ContainershipIllustration. Image Courtesy: Pixabay under CC0 Creative Commons license

Norwegian shipowner MPC Container Ships (MPCC) widened its net loss in the quarter ended December 31, 2018, amid a number of geopolitical and economic factors.

The company’s net loss expanded in the fourth quarter of 2018 to USD 5 million, compared to a loss of USD 2.2 million reported in the same period a year earlier.

For the full year, MPC Container Ships’ net loss was at USD 1.6 million, shrinking from a loss of USD 2.5 million seen in 2017.

Revenue for the quarter reached USD 52.5 million, rising from USD 13.2 million seen in the same period in 2017. The company’s full year revenue surged to USD 183.5 million from USD 21.4 million reported in 2017.
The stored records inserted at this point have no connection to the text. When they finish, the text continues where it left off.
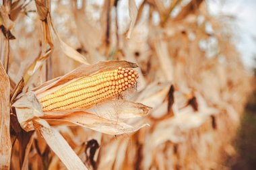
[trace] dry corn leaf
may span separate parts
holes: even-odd
[[[131,18],[130,26],[129,27],[128,32],[127,33],[126,38],[130,39],[133,32],[133,28],[135,25],[138,9],[134,0],[129,0],[129,15]]]
[[[44,123],[47,124],[46,122]],[[68,169],[88,169],[58,131],[49,125],[40,128],[39,130],[46,143]]]
[[[44,5],[44,4],[40,0],[35,0],[36,5],[37,8],[37,12],[39,15],[40,19],[44,21],[46,19],[49,9]]]
[[[0,62],[0,169],[9,169],[11,144],[9,133],[9,77]]]
[[[55,33],[55,35],[57,36],[57,39],[58,40],[58,42],[59,44],[60,47],[61,48],[63,52],[66,54],[68,57],[77,60],[81,63],[83,63],[86,65],[90,65],[90,64],[88,62],[86,58],[79,53],[77,51],[76,51],[75,49],[73,49],[72,47],[67,45],[66,43],[65,43],[61,38],[59,37],[58,33],[57,32],[56,30],[55,29],[55,27],[53,26],[53,24],[51,18],[51,24],[52,26],[52,28]]]
[[[8,11],[4,5],[0,6],[0,25],[3,25],[7,31],[11,30],[14,26],[14,23],[9,19]]]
“On the back of improved charter markets, revenues developed favourably in Q1 – Q3 2018. Contrarily, global trade tensions and political uncertainties led to a shift in sentiment in Q4 and earnings were affected by challenging shipping markets. Due to this and the company’s rapid ramp-up and expansion of operations, MPCC reports a net loss for FY 2018,” Constantin Baack, MPC Container Ships CEO, said.
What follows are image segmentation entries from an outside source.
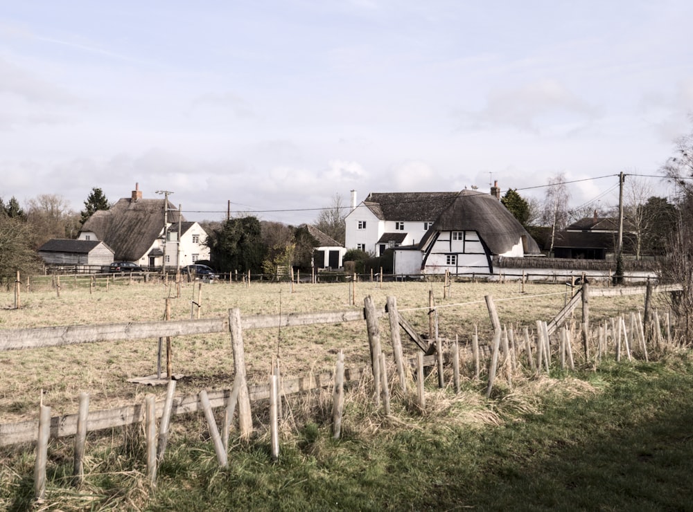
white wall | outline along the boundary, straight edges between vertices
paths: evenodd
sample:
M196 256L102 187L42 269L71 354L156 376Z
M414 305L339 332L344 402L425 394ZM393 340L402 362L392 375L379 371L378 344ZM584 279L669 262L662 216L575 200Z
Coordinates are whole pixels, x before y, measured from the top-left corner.
M365 229L358 229L359 221L365 221ZM360 204L349 212L344 222L344 246L347 249L356 249L359 244L363 244L367 251L376 252L376 242L384 231L380 221L368 207Z

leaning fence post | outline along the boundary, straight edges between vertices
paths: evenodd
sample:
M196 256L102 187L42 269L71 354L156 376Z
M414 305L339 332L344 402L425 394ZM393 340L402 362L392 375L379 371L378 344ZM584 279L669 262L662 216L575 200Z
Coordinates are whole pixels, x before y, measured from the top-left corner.
M157 402L149 394L145 398L144 430L147 437L147 477L153 484L157 480Z
M217 427L216 420L214 419L214 412L212 411L212 406L209 403L209 397L207 396L207 392L202 390L198 394L200 401L204 411L204 417L207 420L207 426L209 428L209 435L211 436L212 442L214 444L214 451L216 452L217 461L219 465L225 468L227 463L226 450L224 445L221 442L221 436L219 435L219 428Z
M495 371L498 366L498 351L500 348L500 328L495 329L493 334L493 352L491 356L491 366L489 367L489 384L486 388L486 397L491 397L491 391L493 388L493 381L495 379Z
M368 343L371 349L371 368L373 371L373 383L375 386L376 405L380 405L380 365L378 359L380 355L380 333L376 315L376 307L373 299L367 295L363 300L366 327L368 329Z
M173 394L175 393L175 383L173 378L168 381L166 387L166 398L164 402L164 412L161 414L161 422L159 426L159 443L157 447L157 459L161 462L164 459L164 452L166 450L168 442L168 428L171 421L171 412L173 410Z
M243 349L243 331L240 324L240 309L238 308L229 310L229 328L231 330L231 345L234 351L234 370L240 379L238 392L238 430L240 437L247 439L253 431L253 420L245 377L245 352Z
M48 459L48 440L51 435L51 408L42 405L39 414L39 437L36 441L36 461L34 464L34 497L43 500L46 495L46 461Z
M80 409L77 417L77 435L75 436L75 459L73 471L75 485L84 479L85 444L87 441L87 418L89 416L89 394L80 393Z
M344 407L344 353L340 350L337 354L337 367L335 370L335 390L332 405L332 438L338 439L342 435L342 415Z
M387 316L390 321L390 336L392 338L392 352L394 363L399 376L399 385L402 391L407 392L407 379L404 374L404 363L402 360L402 338L399 332L399 312L397 311L397 300L394 297L387 298Z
Despite the geopolitical environment and charter markets having proven difficult also into 2019, Baack said that the company expects upticks in demand growth paired with limited supply growth for smaller vessel segments, in sum pointing towards a market rebalancing.

As of December 31, 2018, the company has acquired and taken over 69 container vessels, of which 61 are fully owned and 8 are operated in a joint venture.

“In 2018, MPC Container Ships grew and stabilised operations to become one of the world’ largest owners of feeder container vessels. We assumed ownership of an additional 40 vessels, propelling the fleet to 69 ships, and listed the Company on the Mainboard of the Oslo Stock Exchange,” Baack added.

Going forward, MPCC will maintain a low cash break-even, prudent leverage profile and capital allocation. As such, MPCC “is positioned to benefit from expected market improvements whilst we ensure manoeuvrability under current conditions,” Baack concluded.